Originally posted on RFF’s climate policy blog Weathervane.
For many environmental advocates, the generous forest conservation provisions in the Waxman-Markey energy bill (summary here) are a no-brainer. They target one of the world’s largest—20 percent of the global total—and most cost-effective—about half the world’s deforestation at under $10 per-ton—sources of greenhouse gas emissions reductions while protecting some of the world’s most treasured natural places.
It seems these provisions provide something for everyone, as they have found support from a broad coalition
of stakeholders. U.S.-regulated entities like the potential cost-containment benefits from offsetting up to 1.5 billion tons of their emissions by paying for cheaper reductions in developing nations, and that forest conservation does not create competitiveness concerns. The global development community likes the possible poverty reduction benefits of channeling an additional $10 billion per year by 2015 in what could be seen as U.S. foreign aid to tropical forest nations. Climate policy wonks like that this forest financing will strengthen U.S. participation in ongoing global negotiations.
Is it possible, therefore, that these provisions could survive attacks from equally-strong skeptics of offsets, foreign aid, and climate action during House and Senate debates?
As the debate unfolds, expect three key issues to come into play:
1) Whether the uncertainties in Waxman-Markey’s forest “set-aside” provisions can be clarified.
Currently the bill allocates 5 percent of allowance values (Section 753(b)(1)) for the purchase of “supplemental emissions reductions”—not offsets—solely from international forest conservation. This “set-aside” must be used to purchase 720 million tons of emissions reductions per year from 2020 to 2025 and 6 billion tons overall from 2012 to 2025, and the EPA administrator is required to increase the allowance allocation if necessary to meet this target.
Based on reasonable assumptions about the size of the cap-and-trade program and cost of forest tons, including analysis done by EPA, the U.S. will be lucky to purchase half that amount (about 300 million) with the current 5 percent set-aside. Meeting the required amount may require saving up money in the initial years to spend later, but even this approach cuts it close, and will take away funds from needed capacity building in early years. Does the EPA have the authority or the will to actually follow-through with this requirement? Where will these allowances come from (they’re certainly not going to come without a fight)?
2) Whether the U.S. can demonstrate a plausible pathway to delivering offset tons from forests when cap-and-trade kicks off in 2012.
Forest carbon transactions in voluntary carbon markets accounted for about 7.5 million tons in 2007
. With the relatively stringent requirements in the bill for developing countries’ participation in U.S. carbon markets—and the current low levels of market-readiness in many of these countries—how will they be ready to potentially deliver 1 billion or even 100 million tons in 2012? One answer is that they need funding for policy-planning and capacity building, on the order of several billion dollars per year between 2010 and 2012.

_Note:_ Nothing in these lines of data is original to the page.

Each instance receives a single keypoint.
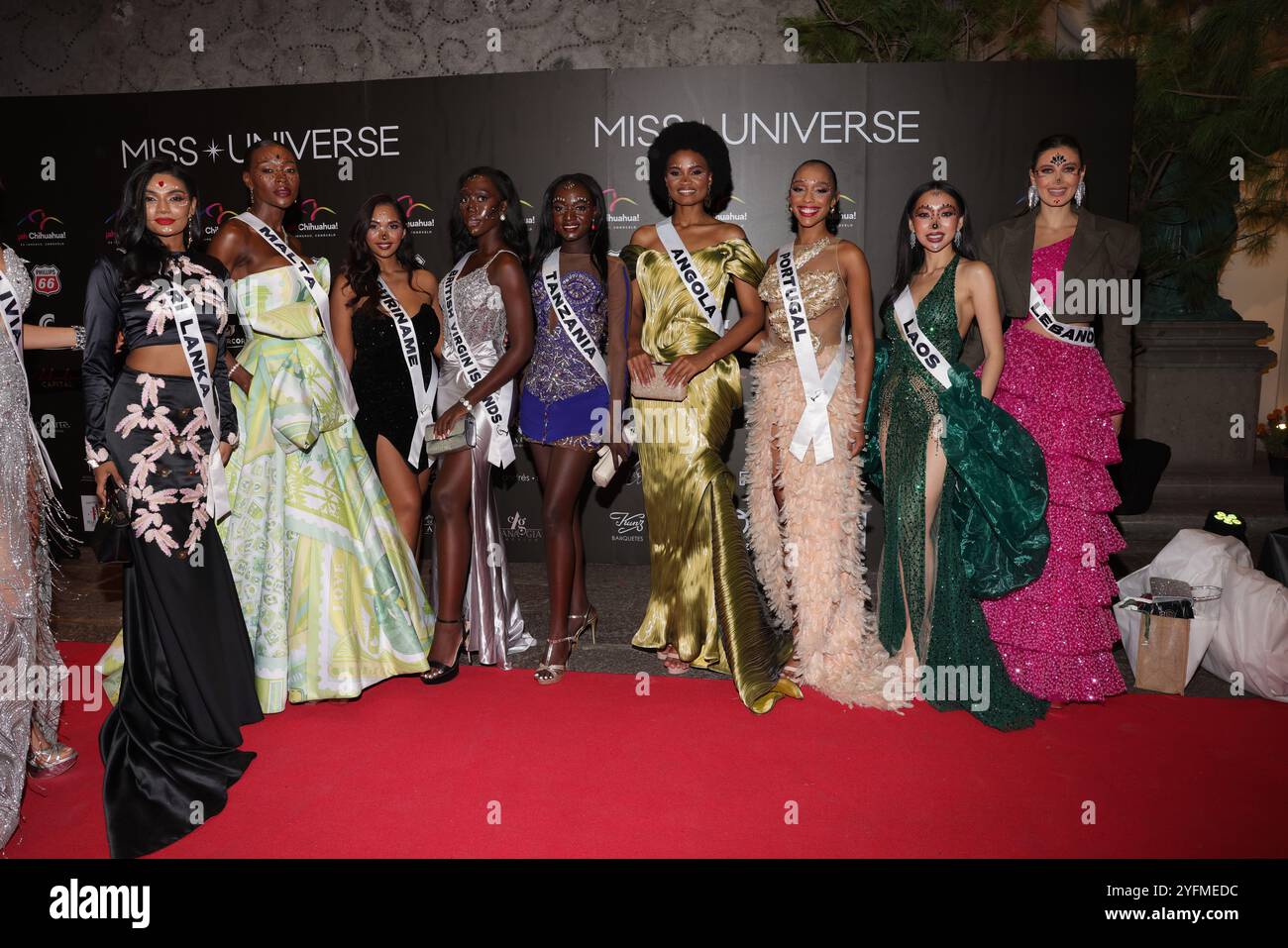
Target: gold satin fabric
(703, 594)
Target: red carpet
(589, 768)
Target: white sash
(572, 326)
(690, 275)
(497, 404)
(320, 299)
(411, 356)
(13, 321)
(918, 342)
(1074, 335)
(814, 425)
(188, 327)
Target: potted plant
(1273, 436)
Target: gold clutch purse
(658, 389)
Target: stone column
(1190, 378)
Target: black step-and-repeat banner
(884, 129)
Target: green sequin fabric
(988, 535)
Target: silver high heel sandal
(52, 760)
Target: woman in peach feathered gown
(805, 492)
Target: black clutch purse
(111, 536)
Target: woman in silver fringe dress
(29, 515)
(487, 321)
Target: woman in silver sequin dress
(487, 322)
(29, 514)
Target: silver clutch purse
(658, 389)
(460, 437)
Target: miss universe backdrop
(883, 128)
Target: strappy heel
(589, 620)
(548, 674)
(439, 674)
(51, 760)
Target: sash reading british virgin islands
(320, 299)
(690, 275)
(423, 391)
(188, 329)
(497, 404)
(12, 311)
(1074, 335)
(567, 317)
(918, 342)
(814, 427)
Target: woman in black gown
(170, 746)
(381, 274)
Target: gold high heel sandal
(549, 674)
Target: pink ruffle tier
(1056, 634)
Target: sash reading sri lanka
(500, 453)
(918, 342)
(13, 322)
(316, 291)
(188, 329)
(814, 425)
(690, 275)
(567, 317)
(423, 391)
(1074, 335)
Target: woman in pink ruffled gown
(1056, 634)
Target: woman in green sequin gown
(964, 483)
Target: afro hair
(691, 137)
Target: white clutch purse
(658, 389)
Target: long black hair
(691, 137)
(145, 253)
(832, 222)
(546, 236)
(910, 260)
(514, 228)
(361, 265)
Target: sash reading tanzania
(567, 317)
(1074, 335)
(194, 352)
(320, 299)
(690, 274)
(423, 391)
(13, 322)
(814, 425)
(918, 342)
(497, 404)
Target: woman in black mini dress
(384, 365)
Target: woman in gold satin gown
(702, 610)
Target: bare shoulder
(974, 273)
(729, 232)
(645, 236)
(850, 254)
(424, 281)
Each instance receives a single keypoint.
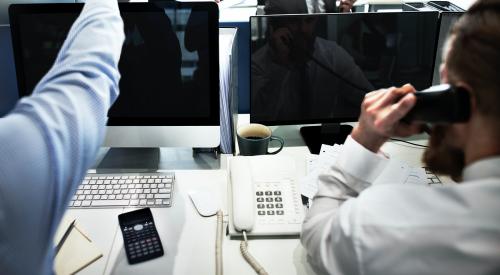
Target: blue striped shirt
(51, 138)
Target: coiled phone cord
(249, 258)
(218, 243)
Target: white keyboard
(124, 190)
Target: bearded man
(355, 228)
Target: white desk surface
(189, 239)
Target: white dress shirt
(50, 139)
(355, 228)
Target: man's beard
(443, 158)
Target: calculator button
(138, 227)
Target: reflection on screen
(310, 69)
(164, 62)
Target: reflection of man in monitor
(299, 76)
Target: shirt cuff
(360, 162)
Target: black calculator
(140, 238)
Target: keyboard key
(111, 203)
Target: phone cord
(249, 258)
(218, 244)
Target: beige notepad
(77, 251)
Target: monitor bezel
(213, 119)
(323, 120)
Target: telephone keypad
(275, 195)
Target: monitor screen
(317, 68)
(169, 61)
(446, 21)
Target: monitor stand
(130, 160)
(328, 133)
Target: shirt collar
(484, 168)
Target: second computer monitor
(317, 68)
(169, 89)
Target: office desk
(189, 239)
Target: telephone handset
(264, 196)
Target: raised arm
(330, 229)
(51, 138)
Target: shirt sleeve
(51, 138)
(328, 232)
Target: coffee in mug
(254, 139)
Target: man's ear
(443, 73)
(472, 96)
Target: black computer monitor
(310, 69)
(446, 21)
(169, 89)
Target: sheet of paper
(77, 251)
(316, 164)
(417, 176)
(396, 171)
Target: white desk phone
(265, 197)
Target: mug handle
(281, 146)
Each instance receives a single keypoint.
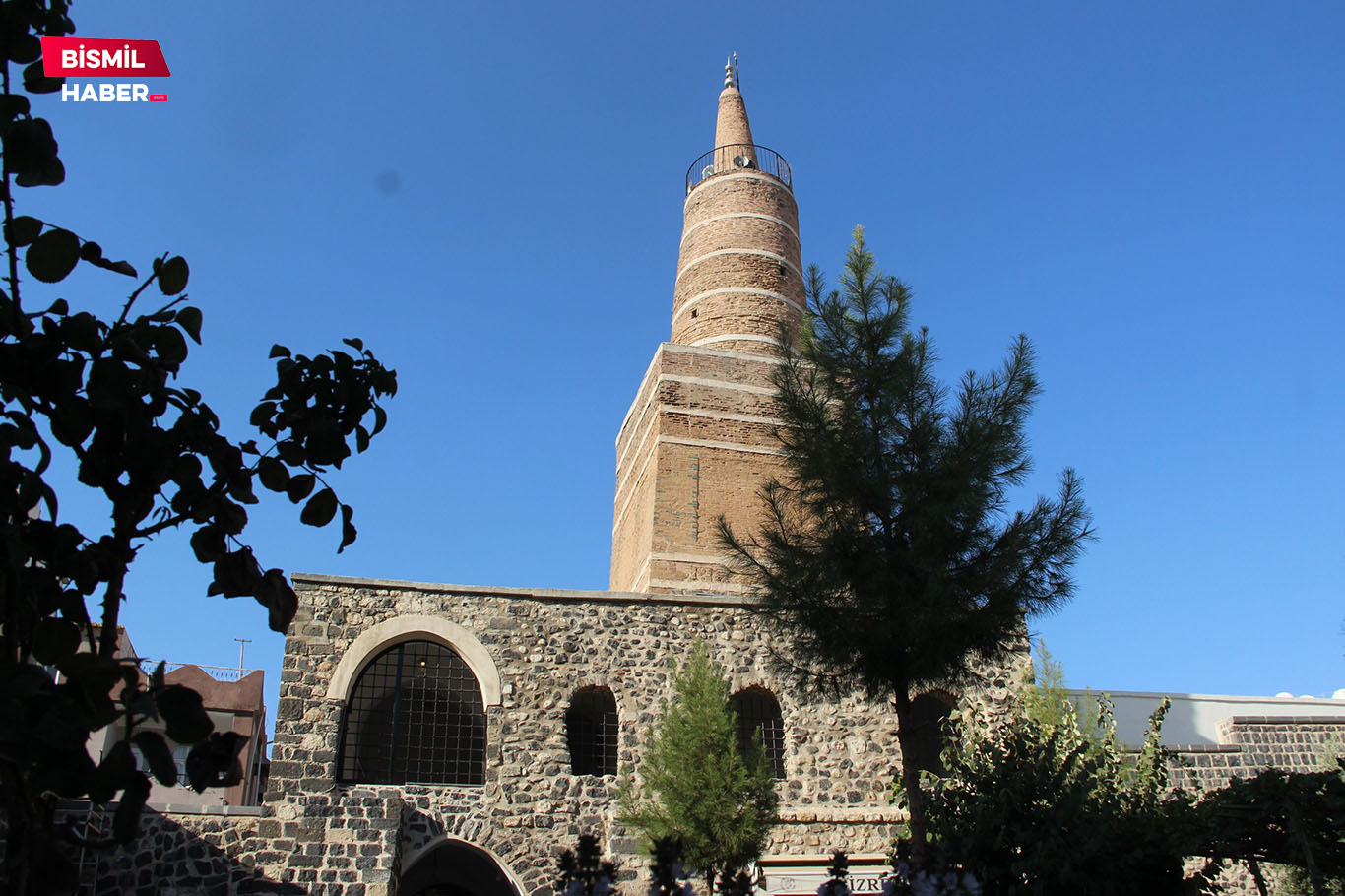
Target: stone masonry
(539, 647)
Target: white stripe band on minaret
(738, 290)
(723, 179)
(741, 214)
(736, 337)
(739, 252)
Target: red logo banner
(102, 58)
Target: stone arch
(452, 866)
(759, 713)
(400, 628)
(415, 715)
(929, 713)
(592, 731)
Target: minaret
(738, 274)
(700, 436)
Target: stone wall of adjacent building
(1252, 742)
(544, 645)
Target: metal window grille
(415, 716)
(929, 731)
(591, 727)
(759, 712)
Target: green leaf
(183, 713)
(171, 346)
(12, 105)
(23, 230)
(52, 256)
(280, 601)
(116, 771)
(214, 763)
(348, 528)
(300, 485)
(125, 822)
(55, 639)
(320, 509)
(273, 474)
(190, 320)
(172, 276)
(158, 756)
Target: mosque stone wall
(544, 646)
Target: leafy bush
(1043, 806)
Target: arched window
(757, 713)
(415, 716)
(929, 730)
(591, 728)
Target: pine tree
(695, 783)
(888, 558)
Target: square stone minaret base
(698, 441)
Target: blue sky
(489, 195)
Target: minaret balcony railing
(735, 158)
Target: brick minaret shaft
(700, 436)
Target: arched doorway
(455, 867)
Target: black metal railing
(738, 157)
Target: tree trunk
(911, 778)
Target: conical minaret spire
(738, 274)
(701, 435)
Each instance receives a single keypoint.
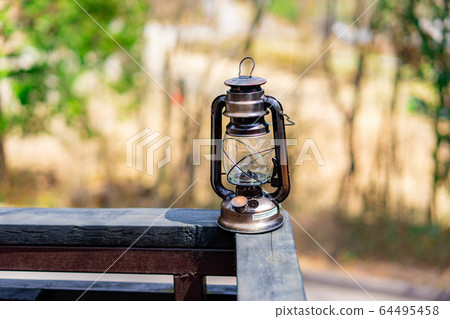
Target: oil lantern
(249, 155)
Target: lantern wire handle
(248, 57)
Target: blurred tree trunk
(349, 114)
(260, 5)
(3, 167)
(391, 163)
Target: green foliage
(60, 43)
(286, 9)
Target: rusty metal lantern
(251, 156)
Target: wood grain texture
(267, 266)
(101, 227)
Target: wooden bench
(185, 243)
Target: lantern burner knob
(239, 203)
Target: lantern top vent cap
(246, 80)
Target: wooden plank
(101, 227)
(135, 260)
(189, 287)
(106, 286)
(267, 266)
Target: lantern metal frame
(246, 105)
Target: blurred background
(374, 98)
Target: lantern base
(261, 215)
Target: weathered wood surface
(212, 262)
(267, 266)
(105, 286)
(23, 289)
(174, 228)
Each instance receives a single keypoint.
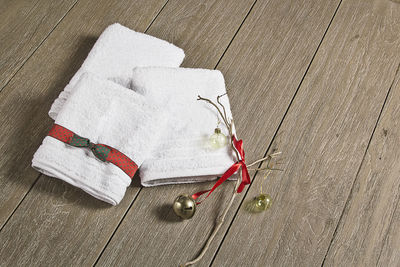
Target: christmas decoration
(261, 202)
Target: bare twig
(220, 220)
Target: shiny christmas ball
(218, 139)
(184, 206)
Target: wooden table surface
(318, 80)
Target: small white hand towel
(117, 51)
(183, 154)
(109, 114)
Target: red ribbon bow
(238, 144)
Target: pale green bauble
(217, 139)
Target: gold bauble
(184, 206)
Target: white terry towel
(109, 114)
(183, 154)
(117, 51)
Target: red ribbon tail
(223, 178)
(245, 178)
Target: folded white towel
(117, 51)
(183, 154)
(109, 114)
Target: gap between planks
(274, 136)
(39, 175)
(141, 187)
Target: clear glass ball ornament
(218, 139)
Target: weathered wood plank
(266, 61)
(24, 102)
(23, 27)
(368, 224)
(323, 138)
(57, 213)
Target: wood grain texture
(370, 225)
(78, 224)
(25, 101)
(323, 138)
(263, 66)
(24, 25)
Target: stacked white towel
(183, 154)
(159, 124)
(109, 114)
(117, 51)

The good news is that these needs are being addressed by international negotiators in Bonn as we speak—including a strong U.S. forest team
—and through other initiatives. The question is, will it be enough? Should the U.S. allocate substantial additional funds in its FY10, FY11 and FY12 foreign aid budgets to specifically target this issue? Or is there another innovative solution out there?
3) Whether the institutional structure that manages these forest programs can be strengthened.
Currently, the bill places authority to manage the forest set-aside and offsets programs with the EPA, in consultation with the State Department and several other departments. This is not ideal for several reasons. First, although the EPA has expertise in environmental markets, these forest programs will require much greater on-the-ground international development and conservation experience, and international environmental negotiation experience than it possesses. With the amount of funding on the table—about $10 billion per year, as stated before—and the need to get the most bang for the buck, it may make sense to create a specialized agency with expertise in all of these key areas. What should this agency look like? How should it be structured to most effectively manage these new funds and programs?
These are some of the key questions that academics and environmental organizations—including RFF’s climate and forest carbon policy teams—will be seeking to answer over the next several months. If policymakers are going to continue to support strong forest conservation provisions in U.S. climate policy, which many stakeholders would argue are absolutely essential from a scientific and economic perspective, these salient questions will need good, robust answers.